Thursday, October 18, 2012

Midterm Self-evaluation

After browsing another student's midterm blog post, I decided to use the same format, with headings and short paragraphs.

Nonfiction book:
I read parts of Net Smart by Howard Rheingold for the non-fiction book assignment. I liked the optimism Rheingold had for the digital age and its development: he was optimistic without being passive or blind to the problems that can arise from technology. His solution to fragmentation, distraction, and the new media becoming vehicles for only destructive things was for people to be proactive and mindful when they use it. His idea is that the new media is still forming, and how we use it today will shape how it develops tomorrow; if we want helpful and inspiring media uses tomorrow, use it for good and inspiring things today.

Novel:
The novel I read was The Hunger Games. It gave me a new frame to think about how the form of technology can change how we interact within it. I wrote a blog post about it. I've talked with several different friends about how The Hunger Games is like the Internet, particularly with online presence (the tributes must create caracatures of themselves in order to stand out and maybe survive longer in the arena) and the people building websites being gamemakers (but a less malevolent version...usually).

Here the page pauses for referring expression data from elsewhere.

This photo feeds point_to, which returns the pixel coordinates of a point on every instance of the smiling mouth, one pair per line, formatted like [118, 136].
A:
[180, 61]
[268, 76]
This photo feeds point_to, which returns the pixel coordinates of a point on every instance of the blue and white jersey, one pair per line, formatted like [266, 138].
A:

On a related note, I found social proof of this method of using established literary works and their worlds to talk about different aspects of our lives, to figure out what's going on, and to give us some reference to know why things are happening. In the book Reading Lolita in Tehran, Azar Nafisi explains how she used literature to make sense of the oppression and upheaval she and those around her lived under during the tyrannical reign of the morality guards.

Self-directed learning:
I've found that the topics brought up in class, in the Google+ stream, and in the assignments from this class often prompt outside conversation and investigation. Tools I've learned about and tried are Diigo, GoodReads, HitRecord, Bing (to explore beyond Google land), Google+, Blogger (for the class blog), Wordpress (for our magazine project), Twitter, and Google Hangout (I tried to use it for a work meeting...but it didn't work), as well as using tools I was already familiar with in different ways (Facebook for social proof and group coordination, Skype for a work meeting, and youtube as a place to find educational things).

I've also talked about these tools and talked with different people (in and out of the class) about their strong and weak points. I particularly am interested in the idea of social proof—I like that it's okay to present unpolished things for feedback online. I'm also interested in transmedia and exploring how that works with storytelling, especially since I'm on a team trying to create a transmedia story. I also want to continue to explore how technology and new media can help society accomplish things we haven't been able to before—the TED talk about collaboration I watched earlier this year keeps coming to mind—and have been able to try that to some degree with helping publish Menagerie.

Influence of other students:
Other students in this class have both guided my learning and influenced how I interpret what I encounter online. Some blog posts got me thinking about things and led me to sources of information I wouldn't normally have come across on my own. For example, Shelby Boyer's post on cyber bullying was eye-opening to me on its own, yet the article about trolls she linked to gave me even more to think about, and another source to go to to learn about cyber bullying. More recently, Heather Anderson's post in the Google+ stream prompted me to join the conversation by writing a blog post about some more aspects of our interaction with technology.